Japanese footballer (born 1986)

Masaki Hemmi (辺見 昌樹, Henmi Masaki) is a Japanese former footballer who is the head coach of Lexington SC.

== Early life ==
Hemmi was born and raised in Tokyo, Japan and moved to Carlsbad, New Mexico when he was 16 years old. He played collegiate soccer at Colorado School of Mines for two seasons before transferring to the University of New Mexico in his junior year. After retiring from playing soccer, Hemmi returned to Colorado to finish his degree and began coaching a youth club, Real Colorado, in Denver.

== Coaching career ==

=== INAC Kobe, 2021 ===
In 2021, Hemmi worked one season as the associate head coach for INAC Kobe of the Japanese Professional Women's Soccer League (WE League) in the lead-up to the Tokyo Olympics.
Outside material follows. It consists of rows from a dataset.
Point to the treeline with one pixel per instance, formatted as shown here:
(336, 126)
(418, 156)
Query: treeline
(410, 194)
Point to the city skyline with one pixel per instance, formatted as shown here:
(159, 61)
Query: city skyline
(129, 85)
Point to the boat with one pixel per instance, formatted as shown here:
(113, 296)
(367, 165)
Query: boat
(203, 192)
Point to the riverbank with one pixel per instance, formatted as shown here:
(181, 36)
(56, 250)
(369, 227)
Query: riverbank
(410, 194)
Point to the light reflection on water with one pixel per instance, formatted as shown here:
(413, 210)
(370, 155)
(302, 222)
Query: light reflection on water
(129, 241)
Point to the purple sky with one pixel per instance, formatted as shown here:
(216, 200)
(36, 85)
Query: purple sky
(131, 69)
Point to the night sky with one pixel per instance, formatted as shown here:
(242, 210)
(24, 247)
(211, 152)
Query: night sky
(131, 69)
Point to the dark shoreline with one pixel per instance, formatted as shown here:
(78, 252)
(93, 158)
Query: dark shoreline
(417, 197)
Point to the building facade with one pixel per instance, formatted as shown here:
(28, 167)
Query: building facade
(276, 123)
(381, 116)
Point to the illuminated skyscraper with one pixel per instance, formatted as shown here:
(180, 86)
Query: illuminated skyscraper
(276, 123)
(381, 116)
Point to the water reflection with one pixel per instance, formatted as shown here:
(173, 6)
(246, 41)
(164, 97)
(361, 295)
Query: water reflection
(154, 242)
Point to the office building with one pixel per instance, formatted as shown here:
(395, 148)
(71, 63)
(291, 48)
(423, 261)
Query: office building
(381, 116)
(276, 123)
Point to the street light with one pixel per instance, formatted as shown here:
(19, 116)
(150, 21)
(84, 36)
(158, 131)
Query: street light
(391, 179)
=== New Mexico United, 2022–2023 ===
Hemmi served as first assistant coach and director of player personnel with the United Soccer League (USL) club New Mexico United. In 2023, Hemmi was announced the interim coach of the New Mexico United following the departure of then-head coach Zach Prince.
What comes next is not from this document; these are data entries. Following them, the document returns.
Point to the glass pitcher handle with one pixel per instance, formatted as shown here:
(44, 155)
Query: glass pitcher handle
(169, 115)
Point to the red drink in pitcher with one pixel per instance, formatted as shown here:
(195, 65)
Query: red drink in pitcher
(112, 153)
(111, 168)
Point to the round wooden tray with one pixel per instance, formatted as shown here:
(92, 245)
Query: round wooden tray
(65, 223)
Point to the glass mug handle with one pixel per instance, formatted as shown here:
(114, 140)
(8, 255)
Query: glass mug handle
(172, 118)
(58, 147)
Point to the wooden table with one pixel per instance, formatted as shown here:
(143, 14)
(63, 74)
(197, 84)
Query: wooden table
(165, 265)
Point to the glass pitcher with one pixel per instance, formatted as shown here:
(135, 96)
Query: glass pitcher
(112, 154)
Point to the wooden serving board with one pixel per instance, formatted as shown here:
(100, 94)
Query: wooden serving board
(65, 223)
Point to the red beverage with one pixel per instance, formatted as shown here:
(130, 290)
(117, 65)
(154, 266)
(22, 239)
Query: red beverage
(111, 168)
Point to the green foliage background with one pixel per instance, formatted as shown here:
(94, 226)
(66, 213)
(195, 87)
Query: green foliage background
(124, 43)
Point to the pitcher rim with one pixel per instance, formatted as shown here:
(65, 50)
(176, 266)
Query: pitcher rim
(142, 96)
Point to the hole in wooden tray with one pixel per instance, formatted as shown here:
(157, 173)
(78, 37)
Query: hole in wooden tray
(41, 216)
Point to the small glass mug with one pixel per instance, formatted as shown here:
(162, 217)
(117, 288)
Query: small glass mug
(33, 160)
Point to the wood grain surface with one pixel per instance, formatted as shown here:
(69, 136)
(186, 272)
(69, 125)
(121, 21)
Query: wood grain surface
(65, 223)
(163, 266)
=== Chicago Stars FC, 2024–2025 ===
In January 2024, the Chicago Red Stars (later named Chicago Stars FC) announced the hired Hemmi as an assistant coach under head coach Lorne Donaldson. In late April 2025, Hemmi became Chicago's interim head coach following the firing of Donaldson. In his first game in charge of the Stars, He piloted the team to a 0–0 draw with NJ/NY Gotham FC, snapping a two-game losing streak. Hemmi's tenure as interim coach lasted until July 1, 2025, at which point he left the position to pursue other opportunities.

=== Lexington SC, 2025 ===
Hemmi was named head coach for USL Super League club Lexington SC on July 3, 2025.

===Lexington SC, 2025–===

On 9 December 2025, Hemmi was reassigned to Lexington SC, as Kosuke Kimura was promoted to head coach of Lexington SC Women.